The title above does not refer to the EU (viz. the Buttiglione affair) nor is it a lament for CINO institutions that no longer, as a rule, employ Catholics. (The following tagline to a job ad is typical "As a Catholic foundation, the College actively encourages applications from diverse cultural and faith communities".)
Rather I'm talking about this group, which on the face of it has neither a need nor any conceivable reason to include Catholics. After all they are commemorating the publication of the "Authorised Version" of the Bible, sometimes referred to as the King James Bible. This was specifically intended to be a Bible for Protestants, whether Anglican or Presbyterian, and thus definitely not for the benefit of the benighted Papists. Unless, of course, you consider it a benefit that they un-pape themselves and become good Calvinists, or Lutherans or Cranmerians or whatever.
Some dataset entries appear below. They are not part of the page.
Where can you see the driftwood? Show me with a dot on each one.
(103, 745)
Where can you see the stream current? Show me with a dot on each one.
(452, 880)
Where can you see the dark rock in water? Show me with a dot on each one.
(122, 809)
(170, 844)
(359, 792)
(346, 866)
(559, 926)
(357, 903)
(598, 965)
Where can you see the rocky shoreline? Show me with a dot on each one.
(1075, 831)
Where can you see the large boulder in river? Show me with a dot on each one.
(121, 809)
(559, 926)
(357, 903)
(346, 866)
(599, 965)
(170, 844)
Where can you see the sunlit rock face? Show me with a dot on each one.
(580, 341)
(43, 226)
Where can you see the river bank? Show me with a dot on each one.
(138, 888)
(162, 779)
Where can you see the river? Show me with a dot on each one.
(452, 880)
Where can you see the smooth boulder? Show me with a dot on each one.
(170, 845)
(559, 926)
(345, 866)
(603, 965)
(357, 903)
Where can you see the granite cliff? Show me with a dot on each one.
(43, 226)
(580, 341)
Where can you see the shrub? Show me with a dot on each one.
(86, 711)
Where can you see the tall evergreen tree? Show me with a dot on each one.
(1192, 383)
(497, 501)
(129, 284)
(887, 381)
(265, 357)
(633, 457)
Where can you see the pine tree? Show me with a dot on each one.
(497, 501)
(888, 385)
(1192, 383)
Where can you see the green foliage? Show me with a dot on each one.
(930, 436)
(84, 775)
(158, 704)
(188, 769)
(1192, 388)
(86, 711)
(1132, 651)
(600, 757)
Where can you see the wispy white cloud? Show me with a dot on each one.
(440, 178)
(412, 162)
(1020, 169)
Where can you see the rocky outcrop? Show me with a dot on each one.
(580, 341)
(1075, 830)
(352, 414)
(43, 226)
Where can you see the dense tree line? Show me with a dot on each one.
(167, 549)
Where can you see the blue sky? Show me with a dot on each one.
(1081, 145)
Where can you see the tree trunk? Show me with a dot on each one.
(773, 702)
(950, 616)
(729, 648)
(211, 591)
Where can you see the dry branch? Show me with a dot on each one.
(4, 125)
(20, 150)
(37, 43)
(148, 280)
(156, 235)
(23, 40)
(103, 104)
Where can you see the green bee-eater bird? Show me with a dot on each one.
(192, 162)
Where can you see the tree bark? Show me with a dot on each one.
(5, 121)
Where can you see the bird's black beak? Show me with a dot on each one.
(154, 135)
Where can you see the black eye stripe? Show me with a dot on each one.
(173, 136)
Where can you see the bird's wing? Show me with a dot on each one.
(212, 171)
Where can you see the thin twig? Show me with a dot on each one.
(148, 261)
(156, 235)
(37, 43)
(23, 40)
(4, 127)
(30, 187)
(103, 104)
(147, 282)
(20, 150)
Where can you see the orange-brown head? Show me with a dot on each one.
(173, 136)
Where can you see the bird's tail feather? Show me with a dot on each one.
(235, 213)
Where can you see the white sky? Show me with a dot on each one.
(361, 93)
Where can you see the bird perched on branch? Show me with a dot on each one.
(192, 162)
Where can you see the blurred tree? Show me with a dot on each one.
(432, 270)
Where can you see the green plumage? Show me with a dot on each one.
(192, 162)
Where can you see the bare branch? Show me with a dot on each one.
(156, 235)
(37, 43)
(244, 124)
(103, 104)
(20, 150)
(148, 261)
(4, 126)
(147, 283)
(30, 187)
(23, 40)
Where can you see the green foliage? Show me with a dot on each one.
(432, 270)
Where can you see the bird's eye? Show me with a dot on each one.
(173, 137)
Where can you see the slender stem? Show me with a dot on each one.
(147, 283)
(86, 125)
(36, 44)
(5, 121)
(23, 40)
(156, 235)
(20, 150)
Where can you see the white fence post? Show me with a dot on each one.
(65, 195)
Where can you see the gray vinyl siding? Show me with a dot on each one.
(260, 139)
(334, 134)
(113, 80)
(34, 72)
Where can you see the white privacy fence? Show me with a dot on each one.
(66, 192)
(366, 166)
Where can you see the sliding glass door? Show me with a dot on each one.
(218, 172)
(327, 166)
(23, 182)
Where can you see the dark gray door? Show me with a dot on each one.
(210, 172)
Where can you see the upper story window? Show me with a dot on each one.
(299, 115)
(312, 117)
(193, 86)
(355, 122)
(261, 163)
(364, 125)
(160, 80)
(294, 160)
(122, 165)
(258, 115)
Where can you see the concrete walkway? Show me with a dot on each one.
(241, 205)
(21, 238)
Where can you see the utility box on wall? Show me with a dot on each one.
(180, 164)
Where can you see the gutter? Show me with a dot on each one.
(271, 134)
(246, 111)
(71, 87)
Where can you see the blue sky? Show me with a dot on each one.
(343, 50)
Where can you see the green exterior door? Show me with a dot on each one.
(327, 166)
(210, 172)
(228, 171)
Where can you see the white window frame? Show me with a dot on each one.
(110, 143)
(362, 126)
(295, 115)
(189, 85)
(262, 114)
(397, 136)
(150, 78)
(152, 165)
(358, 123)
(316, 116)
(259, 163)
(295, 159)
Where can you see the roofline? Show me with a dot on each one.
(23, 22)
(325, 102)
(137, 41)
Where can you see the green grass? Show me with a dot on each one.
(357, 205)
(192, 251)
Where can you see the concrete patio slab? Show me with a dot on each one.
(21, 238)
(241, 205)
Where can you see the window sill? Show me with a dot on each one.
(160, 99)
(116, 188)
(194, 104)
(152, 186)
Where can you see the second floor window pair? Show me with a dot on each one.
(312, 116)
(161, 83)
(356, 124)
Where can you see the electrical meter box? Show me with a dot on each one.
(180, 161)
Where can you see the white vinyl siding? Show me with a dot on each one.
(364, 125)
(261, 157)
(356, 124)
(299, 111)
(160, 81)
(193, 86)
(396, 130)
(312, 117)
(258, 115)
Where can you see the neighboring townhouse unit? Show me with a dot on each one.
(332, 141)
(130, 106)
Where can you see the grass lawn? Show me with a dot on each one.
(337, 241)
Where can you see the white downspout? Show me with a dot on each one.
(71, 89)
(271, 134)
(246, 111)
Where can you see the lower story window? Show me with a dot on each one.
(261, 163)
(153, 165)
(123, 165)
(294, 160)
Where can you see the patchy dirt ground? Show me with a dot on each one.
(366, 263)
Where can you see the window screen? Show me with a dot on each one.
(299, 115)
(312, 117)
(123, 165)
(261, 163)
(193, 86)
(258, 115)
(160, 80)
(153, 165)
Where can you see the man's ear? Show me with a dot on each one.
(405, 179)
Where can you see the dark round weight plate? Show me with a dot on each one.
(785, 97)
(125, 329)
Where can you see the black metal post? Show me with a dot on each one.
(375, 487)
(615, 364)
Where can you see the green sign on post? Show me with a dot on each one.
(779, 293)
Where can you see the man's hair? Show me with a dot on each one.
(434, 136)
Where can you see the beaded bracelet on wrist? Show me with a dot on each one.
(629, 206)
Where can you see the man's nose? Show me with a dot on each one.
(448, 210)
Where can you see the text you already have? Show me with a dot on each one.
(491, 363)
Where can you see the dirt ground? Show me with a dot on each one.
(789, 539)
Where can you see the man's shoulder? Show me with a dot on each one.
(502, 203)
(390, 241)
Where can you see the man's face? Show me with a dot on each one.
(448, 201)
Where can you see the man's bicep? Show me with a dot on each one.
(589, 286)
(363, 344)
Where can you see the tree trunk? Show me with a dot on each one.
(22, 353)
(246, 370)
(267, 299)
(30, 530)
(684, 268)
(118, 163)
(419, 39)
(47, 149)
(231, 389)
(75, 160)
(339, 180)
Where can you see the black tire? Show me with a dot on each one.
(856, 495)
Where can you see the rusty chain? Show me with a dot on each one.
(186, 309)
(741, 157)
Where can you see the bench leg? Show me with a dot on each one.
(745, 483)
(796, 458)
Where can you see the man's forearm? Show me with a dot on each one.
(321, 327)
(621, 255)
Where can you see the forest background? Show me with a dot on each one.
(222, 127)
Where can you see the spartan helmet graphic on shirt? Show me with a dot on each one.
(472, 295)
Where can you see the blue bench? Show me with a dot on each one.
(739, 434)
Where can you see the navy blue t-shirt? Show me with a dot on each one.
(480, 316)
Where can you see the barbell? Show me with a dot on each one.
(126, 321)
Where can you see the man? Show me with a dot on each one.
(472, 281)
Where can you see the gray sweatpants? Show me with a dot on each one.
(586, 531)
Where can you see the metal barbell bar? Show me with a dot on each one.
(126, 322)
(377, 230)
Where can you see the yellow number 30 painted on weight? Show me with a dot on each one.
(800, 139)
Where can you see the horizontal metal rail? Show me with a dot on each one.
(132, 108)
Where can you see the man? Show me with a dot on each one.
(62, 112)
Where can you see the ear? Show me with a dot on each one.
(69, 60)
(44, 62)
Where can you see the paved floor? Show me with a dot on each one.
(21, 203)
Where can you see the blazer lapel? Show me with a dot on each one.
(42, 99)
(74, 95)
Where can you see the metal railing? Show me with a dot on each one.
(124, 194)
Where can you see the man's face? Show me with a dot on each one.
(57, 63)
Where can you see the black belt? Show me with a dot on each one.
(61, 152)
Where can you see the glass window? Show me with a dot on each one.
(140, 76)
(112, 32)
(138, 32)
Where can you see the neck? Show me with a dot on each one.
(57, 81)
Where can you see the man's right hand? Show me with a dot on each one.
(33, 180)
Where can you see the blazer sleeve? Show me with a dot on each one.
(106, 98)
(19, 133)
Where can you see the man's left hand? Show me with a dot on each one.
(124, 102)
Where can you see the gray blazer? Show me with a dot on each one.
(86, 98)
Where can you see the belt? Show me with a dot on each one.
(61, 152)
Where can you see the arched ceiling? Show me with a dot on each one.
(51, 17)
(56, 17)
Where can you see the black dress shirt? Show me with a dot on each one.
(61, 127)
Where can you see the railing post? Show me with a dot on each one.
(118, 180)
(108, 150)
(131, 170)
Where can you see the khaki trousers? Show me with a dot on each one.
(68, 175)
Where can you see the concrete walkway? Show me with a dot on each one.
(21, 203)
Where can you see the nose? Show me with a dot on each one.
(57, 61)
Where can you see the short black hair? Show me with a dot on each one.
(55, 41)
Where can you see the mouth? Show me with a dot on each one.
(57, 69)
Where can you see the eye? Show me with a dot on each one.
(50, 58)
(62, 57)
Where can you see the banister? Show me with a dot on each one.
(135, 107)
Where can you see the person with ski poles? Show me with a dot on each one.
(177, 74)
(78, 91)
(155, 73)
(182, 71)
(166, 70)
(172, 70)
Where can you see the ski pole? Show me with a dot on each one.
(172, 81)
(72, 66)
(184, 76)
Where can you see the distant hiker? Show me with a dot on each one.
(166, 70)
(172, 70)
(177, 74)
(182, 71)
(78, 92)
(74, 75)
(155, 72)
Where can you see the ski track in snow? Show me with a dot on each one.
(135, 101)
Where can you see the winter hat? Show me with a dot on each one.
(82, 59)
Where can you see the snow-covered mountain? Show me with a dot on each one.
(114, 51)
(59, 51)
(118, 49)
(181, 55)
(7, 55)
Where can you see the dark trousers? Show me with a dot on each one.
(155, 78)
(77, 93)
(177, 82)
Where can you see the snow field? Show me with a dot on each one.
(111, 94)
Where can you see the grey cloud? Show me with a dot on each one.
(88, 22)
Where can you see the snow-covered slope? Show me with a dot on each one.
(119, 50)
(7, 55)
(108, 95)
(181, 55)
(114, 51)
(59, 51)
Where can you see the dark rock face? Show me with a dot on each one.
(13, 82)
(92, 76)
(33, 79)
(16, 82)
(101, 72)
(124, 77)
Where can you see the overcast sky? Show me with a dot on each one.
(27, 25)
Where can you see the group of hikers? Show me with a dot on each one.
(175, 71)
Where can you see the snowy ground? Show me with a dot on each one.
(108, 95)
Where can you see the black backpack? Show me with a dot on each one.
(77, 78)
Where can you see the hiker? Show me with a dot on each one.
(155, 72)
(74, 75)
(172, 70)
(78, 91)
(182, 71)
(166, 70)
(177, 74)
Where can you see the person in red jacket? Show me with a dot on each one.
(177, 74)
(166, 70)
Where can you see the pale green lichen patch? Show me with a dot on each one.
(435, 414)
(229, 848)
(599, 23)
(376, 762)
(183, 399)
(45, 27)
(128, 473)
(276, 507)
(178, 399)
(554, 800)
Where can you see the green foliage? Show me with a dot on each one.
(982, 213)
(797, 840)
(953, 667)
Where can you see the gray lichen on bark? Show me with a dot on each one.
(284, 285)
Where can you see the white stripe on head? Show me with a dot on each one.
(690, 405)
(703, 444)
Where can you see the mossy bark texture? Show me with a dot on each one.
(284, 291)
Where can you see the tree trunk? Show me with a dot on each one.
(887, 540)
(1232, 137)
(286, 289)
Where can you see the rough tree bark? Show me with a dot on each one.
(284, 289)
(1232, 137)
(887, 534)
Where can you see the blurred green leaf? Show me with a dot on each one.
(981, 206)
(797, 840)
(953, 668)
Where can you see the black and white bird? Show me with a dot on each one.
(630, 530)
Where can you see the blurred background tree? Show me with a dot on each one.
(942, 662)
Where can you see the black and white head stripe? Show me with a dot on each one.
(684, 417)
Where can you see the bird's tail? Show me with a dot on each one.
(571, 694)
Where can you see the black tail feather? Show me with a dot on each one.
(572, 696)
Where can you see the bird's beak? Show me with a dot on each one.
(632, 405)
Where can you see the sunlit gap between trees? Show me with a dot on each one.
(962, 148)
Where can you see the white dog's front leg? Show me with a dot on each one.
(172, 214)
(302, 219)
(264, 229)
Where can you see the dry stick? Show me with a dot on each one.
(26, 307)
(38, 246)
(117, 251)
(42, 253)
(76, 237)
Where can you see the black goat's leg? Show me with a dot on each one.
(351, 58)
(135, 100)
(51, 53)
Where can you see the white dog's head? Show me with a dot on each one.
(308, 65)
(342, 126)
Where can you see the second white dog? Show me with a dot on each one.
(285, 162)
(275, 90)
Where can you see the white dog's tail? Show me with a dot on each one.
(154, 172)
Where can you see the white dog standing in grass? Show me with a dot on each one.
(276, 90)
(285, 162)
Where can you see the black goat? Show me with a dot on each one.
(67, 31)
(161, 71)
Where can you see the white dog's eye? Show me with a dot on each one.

Well, that's not my gripe. Commemorating the KJV is no harm at all, even in strictly cultural terms. The KJV & Shakespeare are after all at the roots of the English language as we know it; in order to know it better, we need to know those sources better. I will go even further (in a dangerously ecumenical direction) and say that those who meant to put the Bible in the hands of ordinary Christians did well to do so. Their versions & footnotes I leave to another day's discussion. My complaint instead is with the complete omission of any mention of Catholicism or Catholic biblical scholarship altogether. The Authorised Version of 1611 is heavily dependent on the Tyndale New Testament; this much is a truism. What is in equally little doubt is that it has an equal if not greater debt to the Latin Vulgate, which was the Bible read by every educated person for a thousand years before then and for some centuries after. Moreover, the English translations sponsored by the Catholic Church predate the 1611 KJV by a year for the Old Testament and 29 years for the New! The history of the Bible in English on the 2011 Trust's website mentions none of this. Even more galling is their appropriation of figures doubtfully Christian as "Bible Heroes", while implying that J. R. R. Tolkien was some sort of Protestant! (For example, they have Tolkien "going to church" almost daily rather than attending Mass, and even "assisting in translating the Bible" while glossing over the fact that it was the specifically Catholic Jerusalem Bible that he worked on.)
Marking the 400th Year of the KJV is a very worthy thing but to do so by selectively ignoring salient facts, omitting chunks of relevant context and claiming as your own those who were not is a bit much. The 2011 Trust gets full marks for enthusiasm but scrapes a Third for fairness.